Her raspy burr sounds great, and she’s fun to watch, but the real genius of the scene is what’s happening to the baby. Tucked beside her, he’s totally enthralled by the book in her hands. In the second video especially, because he’s older, you can see his eyes tracking the illustrations, widening in amazement each time that she turns the page. He’s guileless, unaware of the camera. He has eyes only for the pictures in the book.

What’s happening to that baby is both obvious and a secret marvel. A grandmother is weeping with laughter as she reads a story, and her grandson is drinking it all in – that’s obvious. The marvel is hidden inside the child’s developing brain. There, the sound of her voice, the warmth of her nearness, and, crucially, the sight of illustrations that stay still and allow him to gaze at will, all have the combined effect of engaging his deep cognitive networks.
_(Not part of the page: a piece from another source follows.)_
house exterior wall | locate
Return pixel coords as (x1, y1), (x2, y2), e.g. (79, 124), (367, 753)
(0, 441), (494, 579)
Unbeknown to him and invisible to the viewer, there is connection and synchronization among the different domains of his brain: the cerebellum, the coral-shaped place at the base of the skull that’s believed to support skill refinement; the default mode network, which is involved with internally directed processes such as introspection, creativity, and self-awareness; the visual imagery network, which involves higher-order visual and memory areas and is the brain’s means of seeing pictures in the mind’s eye; the semantic network, which is how the brain extracts the meaning of language; and the visual perception network, which supports the processing of visual stimuli.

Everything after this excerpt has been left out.